Baseball team loses in first round of state tournament

Jaguars fall to Shawnee Heights in state quarterfinal and end season 17-6

Tori Aerni, JagWire editor-in-chief

After scoring the first eight runs of the 5A baseball quarterfinal on Thursday, May 26, giving them an early 8-0 lead, the Jaguars failed to stop a comeback by the Shawnee Heights Thunderbirds, ultimately falling 11-9.

Sophomore Will Morris began the game with a single on his first at bat. Senior outfielder Lucas Krull followed with a double, bringing Morris home and the score to 1-0. In the bottom of the inning, senior pitcher Tyler Grauer did not allow a run on the mound for the Jaguars.

The second inning was a shutout for both teams, but in the third inning, the momentum fell on the Jaguar’s side in full force. Consecutive RBIs by senior outfielder AJ Knight, Grauer, junior outfielder Luke Sosaya and senior third baseman Brendan Shutt brought the score to 6-0 at the end of the inning.

The team’s play in these innings was some of the strongest of the season, just as they had hoped, according to Shutt.

“The first few innings we were lights out, we showed out, we came to the park ready to play,” Shutt said. “We didn’t carry that into the second half as well … but [before the rain delay] was the best baseball we played all year.”

The runs didn’t stop there. In the fourth inning, RBIs by Knight and Grauer extended the Jaguars lead to 8-0. But the energy shifted to the opposite dugout in the bottom of the inning — Shawnee Heights scored three runs before senior pitcher Jack Nielsen took over on the mound. Two more runs were added to the board before the end of the inning, cutting the Thunderbird’s deficit to 8-5.

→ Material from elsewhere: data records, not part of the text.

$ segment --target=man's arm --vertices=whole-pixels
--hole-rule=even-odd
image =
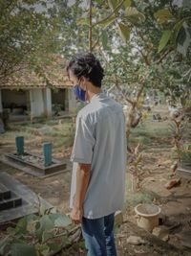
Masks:
[[[74,199],[74,208],[71,219],[75,224],[81,222],[83,215],[83,201],[90,180],[91,164],[77,164],[76,169],[76,188]]]

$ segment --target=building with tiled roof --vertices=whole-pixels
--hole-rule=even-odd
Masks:
[[[72,111],[76,107],[72,83],[60,57],[38,71],[22,69],[0,83],[0,112],[32,117],[52,116],[54,108]]]

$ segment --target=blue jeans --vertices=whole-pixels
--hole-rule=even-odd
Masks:
[[[115,215],[99,219],[82,218],[82,234],[85,240],[87,256],[117,256],[113,234]]]

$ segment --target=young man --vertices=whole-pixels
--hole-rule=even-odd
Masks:
[[[103,68],[93,54],[77,54],[67,71],[78,112],[72,152],[71,218],[81,223],[89,256],[116,256],[115,212],[125,191],[126,136],[122,107],[101,90]]]

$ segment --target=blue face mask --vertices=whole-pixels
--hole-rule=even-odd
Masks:
[[[86,91],[83,90],[79,84],[76,84],[74,87],[73,87],[73,91],[74,92],[74,94],[76,95],[76,97],[82,101],[85,102],[86,101]]]

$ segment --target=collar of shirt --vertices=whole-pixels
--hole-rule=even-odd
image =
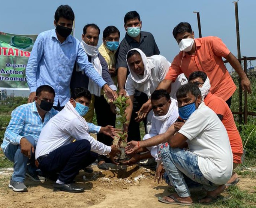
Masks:
[[[140,43],[141,42],[141,41],[142,41],[142,40],[143,39],[144,39],[147,36],[147,34],[145,34],[145,33],[144,33],[143,31],[141,31],[140,34],[141,35],[141,39],[140,39],[140,40],[139,40],[139,43]],[[125,33],[125,38],[126,39],[126,41],[127,41],[127,42],[128,43],[128,44],[130,44],[130,43],[131,42],[132,42],[132,41],[133,41],[134,42],[136,42],[132,37],[130,36],[127,34],[127,33]]]
[[[56,33],[56,31],[55,30],[52,30],[51,36],[52,37],[55,38],[59,42],[60,42],[60,40],[59,40],[58,39],[58,37],[57,37],[57,34]],[[68,42],[70,42],[71,43],[73,42],[73,39],[72,39],[72,36],[71,36],[71,34],[68,36],[67,37],[67,38],[66,38],[66,40],[64,40],[64,42],[61,44],[64,44]]]

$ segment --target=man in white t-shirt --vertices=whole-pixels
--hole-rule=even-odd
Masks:
[[[149,132],[153,115],[152,111],[150,112],[148,111],[147,113],[141,115],[139,111],[136,113],[133,110],[135,90],[144,93],[148,98],[150,98],[151,94],[155,91],[158,84],[165,78],[171,63],[166,58],[161,55],[156,55],[147,57],[145,54],[138,48],[133,48],[129,51],[126,55],[126,60],[130,74],[126,79],[125,90],[127,96],[129,96],[130,99],[126,101],[129,104],[126,109],[126,118],[128,123],[125,124],[124,127],[125,130],[128,130],[129,132],[128,139],[129,140],[130,135],[133,135],[130,133],[133,129],[128,129],[132,114],[138,114],[138,116],[135,118],[135,120],[138,122],[147,118],[147,133]],[[187,82],[187,79],[185,76],[184,74],[181,75],[172,85],[173,90],[170,94],[171,97],[176,99],[175,90],[177,90],[181,85]],[[140,137],[134,138],[132,137],[130,139],[140,140]]]
[[[87,89],[75,88],[64,109],[49,121],[39,136],[36,165],[46,175],[59,173],[54,191],[84,191],[84,188],[73,183],[79,171],[93,163],[98,154],[114,156],[120,152],[116,145],[105,145],[89,133],[88,124],[82,117],[88,111],[91,98]],[[107,127],[101,127],[100,132],[113,136],[116,129]]]
[[[177,193],[159,197],[159,201],[193,204],[188,186],[193,181],[208,191],[199,202],[209,203],[224,191],[224,184],[232,174],[233,156],[228,134],[216,114],[201,102],[201,92],[197,86],[191,83],[182,86],[176,96],[179,115],[186,120],[177,133],[170,136],[176,130],[172,125],[159,138],[129,143],[131,145],[127,152],[167,140],[160,146],[160,151],[163,166]],[[183,149],[186,142],[189,149]],[[163,172],[157,170],[159,179]]]
[[[170,97],[165,90],[155,90],[150,98],[154,115],[149,133],[146,134],[143,140],[148,139],[166,132],[177,120],[179,116],[177,101]],[[132,165],[138,161],[147,158],[154,159],[157,164],[160,164],[161,157],[159,145],[146,148],[141,148],[129,160],[123,164]]]

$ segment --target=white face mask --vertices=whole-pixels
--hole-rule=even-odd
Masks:
[[[211,88],[211,84],[210,84],[210,80],[208,78],[208,77],[206,79],[206,80],[204,83],[202,87],[199,87],[199,89],[201,91],[201,94],[202,95],[202,102],[204,101],[204,97],[209,94],[210,92],[210,89]]]
[[[180,49],[181,51],[188,52],[192,49],[195,40],[193,38],[184,38],[179,43]]]
[[[93,46],[87,44],[82,40],[82,42],[84,46],[83,48],[87,54],[90,56],[94,56],[98,55],[99,46]]]

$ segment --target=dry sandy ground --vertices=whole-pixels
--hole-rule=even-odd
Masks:
[[[172,192],[165,183],[153,181],[154,172],[138,165],[113,166],[109,171],[101,171],[93,165],[92,174],[81,171],[75,180],[79,186],[85,187],[82,193],[54,192],[53,182],[36,183],[27,178],[28,192],[17,193],[8,188],[12,171],[0,170],[1,208],[130,208],[183,207],[159,202],[158,196]],[[83,177],[85,176],[85,178]],[[253,192],[256,180],[241,178],[238,186]],[[195,201],[205,193],[192,192]]]

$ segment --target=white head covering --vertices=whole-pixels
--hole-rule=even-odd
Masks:
[[[139,83],[141,85],[143,85],[143,92],[150,97],[151,96],[151,93],[150,93],[150,84],[149,81],[150,78],[151,69],[155,67],[155,65],[153,63],[152,60],[147,58],[145,54],[141,50],[138,48],[133,48],[131,49],[129,51],[133,50],[137,51],[141,54],[141,59],[144,65],[144,73],[143,78],[141,79],[139,77],[139,76],[134,72],[131,69],[128,64],[127,60],[127,55],[126,55],[126,61],[129,71],[131,75],[131,77],[133,81],[137,83]],[[128,51],[128,52],[129,51]],[[128,52],[127,53],[128,54]]]
[[[168,119],[170,116],[172,116],[175,108],[178,108],[177,101],[172,97],[171,98],[171,102],[166,114],[161,116],[156,116],[154,114],[153,115],[153,117],[154,118],[163,122],[163,124],[159,131],[159,134],[165,133],[169,127],[169,126],[167,126],[167,124],[168,124]],[[176,114],[174,115],[174,116],[176,117]]]
[[[93,46],[87,44],[84,40],[81,42],[81,45],[85,53],[88,56],[91,57],[91,63],[94,68],[101,76],[102,72],[102,67],[100,64],[100,61],[98,57],[99,54],[98,46]],[[94,82],[91,79],[89,80],[88,90],[93,94],[97,96],[100,96],[101,88]]]
[[[211,84],[210,84],[210,80],[207,78],[206,78],[205,81],[202,87],[199,87],[199,89],[201,91],[202,94],[202,102],[204,101],[204,97],[209,94],[210,92],[210,88],[211,88]]]
[[[74,106],[71,103],[70,101],[69,101],[66,104],[65,106],[65,108],[72,112],[76,115],[76,117],[77,117],[79,120],[82,122],[82,123],[83,124],[85,130],[88,132],[89,130],[89,126],[88,126],[88,124],[87,123],[87,122],[85,121],[85,119],[80,115],[79,115],[79,114],[78,114],[77,111],[75,109],[75,108],[74,108]]]

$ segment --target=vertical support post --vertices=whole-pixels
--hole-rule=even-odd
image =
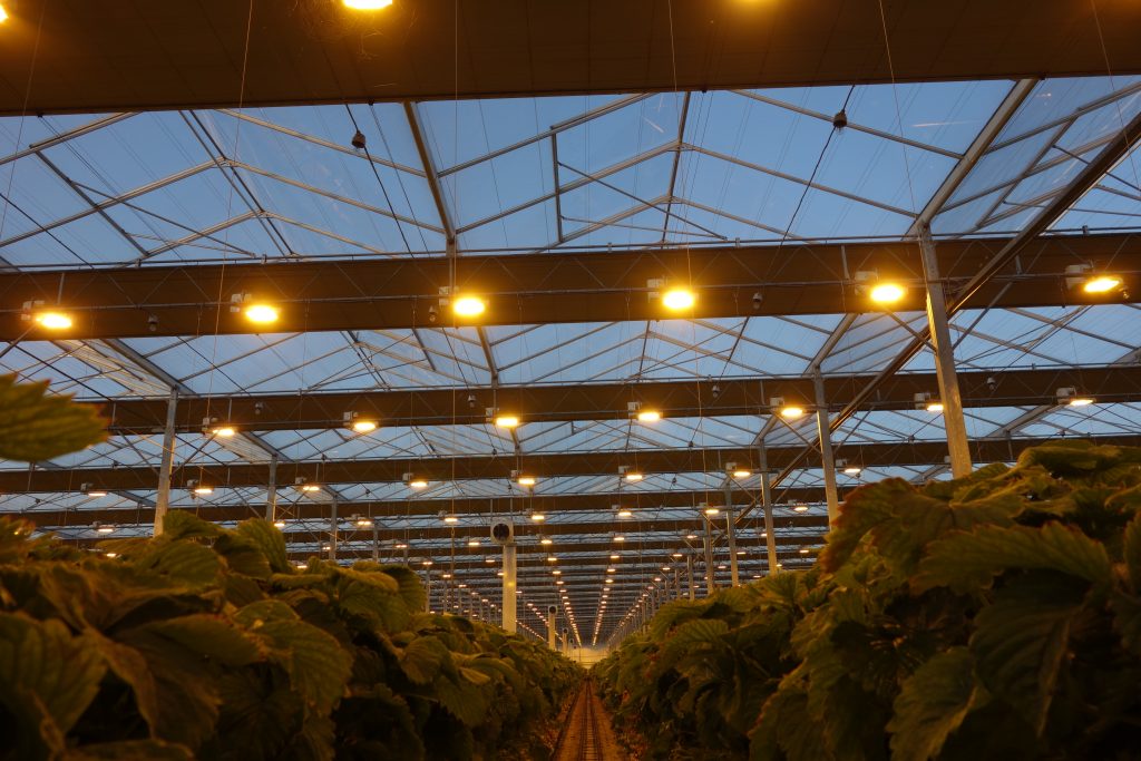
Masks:
[[[717,591],[717,582],[713,580],[713,526],[709,518],[702,518],[705,521],[705,593],[711,596]]]
[[[820,436],[820,460],[824,462],[824,496],[828,503],[828,523],[840,515],[840,492],[836,488],[836,456],[832,452],[832,429],[828,427],[828,400],[824,396],[824,375],[817,367],[812,374],[816,389],[816,429]]]
[[[931,327],[931,349],[934,351],[934,372],[939,379],[939,400],[942,402],[942,424],[950,451],[950,472],[955,478],[971,475],[971,450],[966,442],[966,420],[963,418],[963,397],[958,391],[955,372],[955,346],[947,325],[947,298],[939,280],[939,259],[936,257],[931,228],[920,229],[920,252],[923,254],[923,284],[926,288],[928,325]]]
[[[734,586],[741,586],[741,575],[737,570],[737,528],[734,526],[733,510],[725,511],[725,533],[729,540],[729,576]]]
[[[170,511],[170,476],[175,467],[175,418],[178,412],[178,389],[170,389],[167,403],[167,428],[162,432],[162,464],[159,465],[159,495],[154,501],[154,535],[162,535]]]
[[[330,507],[329,517],[329,559],[337,562],[337,497],[334,496]]]
[[[697,599],[697,584],[694,583],[694,556],[686,553],[686,573],[689,574],[689,599]]]
[[[516,558],[515,543],[503,545],[503,629],[510,634],[516,633]]]
[[[269,484],[266,487],[266,520],[277,520],[277,455],[269,455]]]
[[[761,507],[764,509],[764,547],[769,557],[769,575],[780,570],[777,560],[777,535],[772,529],[772,485],[769,483],[769,455],[761,443]]]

As Shawnee Heights began to make a comeback, head coach Jeff Strickland said that the team’s focus was to keep getting hits and bringing in runs.

“Don’t take anything for granted and no lead is ever safe,” Strickland said. “You always want more and more and that’s kind of what we were harping on the kids.”

In the next two innings, Shawnee Heights came within one run and brought the score to 8-7. A thunderstorm then delayed the game for two hours, leaving the Thunderbirds with two outs and the bases loaded.

According to Shutt, this delay did not have an effect on the Jaguar’s mentality, but rather affected the momentum for their opponents.

“The rain delay didn’t actually have as much of an impact as it might have seemed,” Shutt said. “It probably decreased Heights momentum a little bit because they were really riding on us going into the rain delay.”

Once the game resumed, Krull came in to pitch, allowing two consecutive walks to give the Thunderbirds a 9-8 lead.

Strickland said that Krull wanted the opportunity to be in the pitching position with the bases loaded after the rain delay, a decision Strickland “respects for a high school kid.”

Strickland realizes the unpredictability of high school baseball and does not believe that the loss came from inadequate play.

“[With] high school baseball, anything can go wrong,” Strickland said. “It wasn’t that we played poorly, it was that Shawnee Heights made plays.”
The team finished with a 17-6 record and will graduate 13 seniors.